Nederlands poldermodel
Waterschappen -in sommige gebieden ook wel hoogheemraadschappen geheten- zijn met hun eeuwenlange bestuursgeschiedenis het Nederlandse poldermodel pur sang.
Rond 1850 waren er niet minder dan 3500 schappen. Vaak was het gebied van zo’n waterschap niet meer dan een klein poldertje. Van die bestuursgrootte is anno 2008 niets meer over. Rond 1950 waren er nog steeds zo’n 2500 waterschappen, maar in ruim een halve eeuw is 99 procent daarvan gefuseerd.Na het samengaan van de twee Zeeuwse waterschappen in 2011 zijn er nog 25 waterschappen over. Naast die 25 is er nog het kleine waterschap Blija Buitendijks, aan de Friese kust.
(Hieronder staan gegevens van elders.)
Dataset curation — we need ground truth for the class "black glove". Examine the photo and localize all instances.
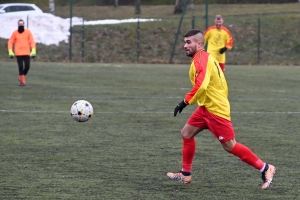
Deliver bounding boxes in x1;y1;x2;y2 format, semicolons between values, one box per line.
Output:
219;47;227;54
174;100;188;117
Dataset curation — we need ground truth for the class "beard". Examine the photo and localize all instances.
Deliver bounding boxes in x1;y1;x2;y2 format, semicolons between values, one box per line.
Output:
185;49;196;57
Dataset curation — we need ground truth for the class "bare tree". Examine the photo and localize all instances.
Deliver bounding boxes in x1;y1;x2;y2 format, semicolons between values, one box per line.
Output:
135;0;141;14
49;0;55;14
114;0;119;8
174;0;185;14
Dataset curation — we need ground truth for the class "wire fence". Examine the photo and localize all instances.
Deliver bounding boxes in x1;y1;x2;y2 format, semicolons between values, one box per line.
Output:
0;12;300;65
64;13;300;65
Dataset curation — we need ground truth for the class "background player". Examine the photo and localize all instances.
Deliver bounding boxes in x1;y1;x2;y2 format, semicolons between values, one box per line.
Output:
204;15;233;72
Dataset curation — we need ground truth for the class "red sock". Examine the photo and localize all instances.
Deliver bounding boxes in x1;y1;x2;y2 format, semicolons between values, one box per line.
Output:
231;143;265;170
182;137;196;172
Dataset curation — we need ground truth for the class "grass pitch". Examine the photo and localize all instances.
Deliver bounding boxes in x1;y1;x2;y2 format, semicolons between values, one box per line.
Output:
0;62;300;200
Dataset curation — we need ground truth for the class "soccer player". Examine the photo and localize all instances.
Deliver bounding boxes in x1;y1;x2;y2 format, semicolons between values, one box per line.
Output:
7;19;36;86
167;29;276;190
204;15;233;72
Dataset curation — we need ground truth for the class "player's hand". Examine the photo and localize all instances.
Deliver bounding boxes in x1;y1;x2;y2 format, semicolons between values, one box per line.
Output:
174;100;188;117
219;47;227;54
8;50;15;58
30;49;36;58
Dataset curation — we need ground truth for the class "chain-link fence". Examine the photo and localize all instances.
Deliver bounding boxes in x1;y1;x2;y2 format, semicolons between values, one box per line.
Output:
60;13;300;65
0;9;300;65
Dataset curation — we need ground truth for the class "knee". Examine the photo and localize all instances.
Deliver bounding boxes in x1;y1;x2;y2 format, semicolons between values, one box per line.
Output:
181;128;192;139
222;138;236;153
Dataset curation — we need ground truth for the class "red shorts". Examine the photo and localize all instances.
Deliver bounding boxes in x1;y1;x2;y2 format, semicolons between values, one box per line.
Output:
187;106;235;142
219;63;225;72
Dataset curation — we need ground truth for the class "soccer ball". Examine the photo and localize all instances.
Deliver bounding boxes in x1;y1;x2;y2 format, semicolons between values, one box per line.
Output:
70;100;93;122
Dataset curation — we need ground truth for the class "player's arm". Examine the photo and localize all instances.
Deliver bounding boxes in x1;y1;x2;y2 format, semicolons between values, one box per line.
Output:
28;31;36;58
7;32;16;58
219;27;233;54
184;64;210;104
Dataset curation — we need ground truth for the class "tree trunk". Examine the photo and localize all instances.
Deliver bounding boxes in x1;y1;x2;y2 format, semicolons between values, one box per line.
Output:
114;0;119;8
49;0;55;15
135;0;141;14
174;0;185;14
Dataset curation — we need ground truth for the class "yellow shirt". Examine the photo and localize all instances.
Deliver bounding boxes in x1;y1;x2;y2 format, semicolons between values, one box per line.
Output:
184;50;231;120
204;26;233;63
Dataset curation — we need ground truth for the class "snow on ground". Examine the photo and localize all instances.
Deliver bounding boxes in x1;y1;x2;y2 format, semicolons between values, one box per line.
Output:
0;13;156;46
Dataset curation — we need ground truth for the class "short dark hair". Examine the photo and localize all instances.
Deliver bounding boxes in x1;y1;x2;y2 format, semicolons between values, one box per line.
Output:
184;29;202;37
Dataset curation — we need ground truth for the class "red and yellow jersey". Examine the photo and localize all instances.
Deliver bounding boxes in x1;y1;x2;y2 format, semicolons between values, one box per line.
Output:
184;50;231;120
204;26;233;63
7;29;36;56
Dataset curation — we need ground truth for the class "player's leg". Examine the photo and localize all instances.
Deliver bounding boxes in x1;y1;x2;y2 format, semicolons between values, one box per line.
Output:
24;56;30;76
206;107;276;189
219;63;225;72
167;107;206;184
23;56;30;85
16;56;25;86
221;138;276;190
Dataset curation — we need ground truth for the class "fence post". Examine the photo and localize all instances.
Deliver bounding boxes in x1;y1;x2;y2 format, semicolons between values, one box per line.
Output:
257;18;260;63
69;0;73;61
136;18;140;62
192;16;195;29
81;17;84;62
169;0;188;63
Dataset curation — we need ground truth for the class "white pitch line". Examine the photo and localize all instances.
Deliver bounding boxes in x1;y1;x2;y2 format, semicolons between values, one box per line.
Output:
0;110;300;115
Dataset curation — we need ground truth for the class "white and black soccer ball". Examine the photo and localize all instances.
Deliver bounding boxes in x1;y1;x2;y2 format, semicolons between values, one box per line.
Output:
70;100;94;122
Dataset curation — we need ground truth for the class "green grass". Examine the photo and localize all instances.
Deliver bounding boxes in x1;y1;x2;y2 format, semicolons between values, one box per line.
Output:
0;3;300;66
0;62;300;200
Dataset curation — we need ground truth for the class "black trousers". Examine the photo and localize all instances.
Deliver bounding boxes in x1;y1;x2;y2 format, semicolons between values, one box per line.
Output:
16;56;30;75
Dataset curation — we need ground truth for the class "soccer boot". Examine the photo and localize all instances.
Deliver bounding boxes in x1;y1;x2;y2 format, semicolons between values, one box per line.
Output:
261;164;276;190
167;171;192;185
19;75;26;86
Door onenigheid over de wijze van beheer tussen de Friese natuurvereniging It Fryske Gea en de beheerders van de kwelder kent Blija Buitendijks nog steeds het ouderwetse polderbestuurtje van weleer. De verwachting is dat ook dit schapje, niet meer dan 100 hectare groot, op termijn het hoofd moet buigen en onderdeel zal worden van Wetterskip Fryslân.
De waterschappen zorgen voor droge voeten, schoon water en veilige dijken en duinen. Zij zijn verantwoordelijk voor het onderhoud van dijken en andere (zee)waterkeringen, de aan-, afvoer en berging van water, de zuivering van afvalwater en de zorg voor schoon oppervlaktewater. Bovendien zijn enkele waterschappen verantwoordelijk voor een aantal vaar- en verkeerswegen.
Er werken zo’n 11.000 mensen bij de waterschappen. De schappen hebben met elkaar bijna 400 zuiveringsinstallaties.